The funny thing about all this is Redskins fans will forgive Shanahan for this despicable behavior if McNabb performs well the second half of the season and the Redskins make the playoffs. Of course if McNabb DOESN’T perform well people will say Shanahan was right all along. In a sense, Shanahan can’t lose on this one. And I think he knew that even before Mortensen ‘broke,’ his story.
Trust me, I don’t think he's stupid. But I do think he's a very bad guy.
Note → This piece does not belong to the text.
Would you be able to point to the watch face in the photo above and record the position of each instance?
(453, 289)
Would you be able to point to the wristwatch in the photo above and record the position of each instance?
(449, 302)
One note: I've been behind reading posts because of baby-duties (Jane, for those who asked was just a name my wife and I liked and I was a big Blythe Danner fan years ago and thought the two names combined were cool) but someone reading my BCS column asked why I don't rip my colleague in the AP for being a part of the BCS conspiracy: Here's the problem: The AP dropped out of the BCS several years ago BECAUSE it didn't want to be part of the system anymore, believing it should not have any influence on the national championship. That said, I DID plead with my colleagues publicly before the final vote last January to vote for Boise State to send a message to the BCS that they don't completely control the sport. I think Boise State got two votes. Ouch.